Belakangan, tema e-learning yang menjadi garapan utama risetnya akhir-akhir ii membawanya pada ide mewujudkan portal nftsains.com. Sebuah platform web 3 pertama di Indonesia yang memungkinkan para ilmuwan dapat dengan mudah mentransformasi cara mereka mempublikasi, data dan konten pendidikan mereka menjadi aset digital yang dapat dilacak menggunakan teknologi NFT (Non-Fungible Tokens).
Menurut peraih gelar cum laude saat menyelesaikan studi magister dan doktoral Pendidikan Matematika di Universitas Pendidikan Indonesia (UPI) ini, transparansi dan data NFT yang dapat tersimpan selamanya membuat cocok untuk tujuan berbagi karya ilmiah secara online. “Dengan nftsains.com ini, para peneliti dapat membuat jurnal dan akan diberikan reward secara finansial atas kontribusi mereka kepada komunitas ilmiah.,” ungkap perempuan cantik dan santun kelahiran Bandung, 21 Januari 1968 ini.
Pelajari hal baru
Dalam pandangan Dosen Berprestasi Kopertis IV Jabar dan Banten pada 2007 ini, kemajuan dalam bidang teknologi yang begitu cepat saat ini tentu akan senantiasa memunculkan pertanyaan kepada diri setiap individu yang berjuang untuk menghadirkan solusi bagi manusia lainnya, “Sampai sejauh manakah semua kecanggihan teknologi ini dapat dimaksimalkan?”

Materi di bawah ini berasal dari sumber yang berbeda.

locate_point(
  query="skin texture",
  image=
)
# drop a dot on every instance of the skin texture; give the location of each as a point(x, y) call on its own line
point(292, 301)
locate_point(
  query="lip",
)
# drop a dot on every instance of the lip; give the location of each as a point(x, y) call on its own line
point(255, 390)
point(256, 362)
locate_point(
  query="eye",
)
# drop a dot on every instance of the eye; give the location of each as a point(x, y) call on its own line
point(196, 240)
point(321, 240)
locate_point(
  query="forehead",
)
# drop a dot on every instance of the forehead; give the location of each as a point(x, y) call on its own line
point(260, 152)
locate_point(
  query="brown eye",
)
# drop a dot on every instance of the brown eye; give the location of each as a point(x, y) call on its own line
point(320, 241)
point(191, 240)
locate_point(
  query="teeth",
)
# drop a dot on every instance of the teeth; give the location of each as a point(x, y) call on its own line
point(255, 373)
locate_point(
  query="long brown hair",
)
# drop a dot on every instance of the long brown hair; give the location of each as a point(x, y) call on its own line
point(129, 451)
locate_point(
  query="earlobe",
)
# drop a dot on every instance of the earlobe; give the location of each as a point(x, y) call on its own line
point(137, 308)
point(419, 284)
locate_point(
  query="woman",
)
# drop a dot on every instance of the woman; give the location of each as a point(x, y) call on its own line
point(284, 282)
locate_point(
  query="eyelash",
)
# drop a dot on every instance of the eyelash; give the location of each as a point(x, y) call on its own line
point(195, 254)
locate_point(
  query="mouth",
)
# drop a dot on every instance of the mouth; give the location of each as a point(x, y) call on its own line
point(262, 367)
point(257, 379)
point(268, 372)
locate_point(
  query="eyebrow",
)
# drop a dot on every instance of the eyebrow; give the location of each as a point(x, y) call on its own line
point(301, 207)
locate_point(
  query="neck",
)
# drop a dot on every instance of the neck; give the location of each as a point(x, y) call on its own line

“Dari semua yang berkaitan dengan kemajuan teknologi ini tentu saja kemauan untuk selalu mau mempelajari hal-hal baru adalah salah satu kunci yang sangat penting bagi seseorang untuk tetap bisa menghasilkan karya, apapun itu,” kata Poppy yang pada 2014 terpilih sebagai salah satu “100 Inspiring Women” Indonesia.
Kesadaran untuk selalu merasa tidak pernah cukup tahu dan selalu merasa haus untuk belajar semua hal baru inilah yang selalu dirasakan Dosen dengan Penelitian Terbanyak (Hibah Kemenristekdikti 2019), sebagai usaha untuk merangkul kemajuan zaman yang semakin canggih ini.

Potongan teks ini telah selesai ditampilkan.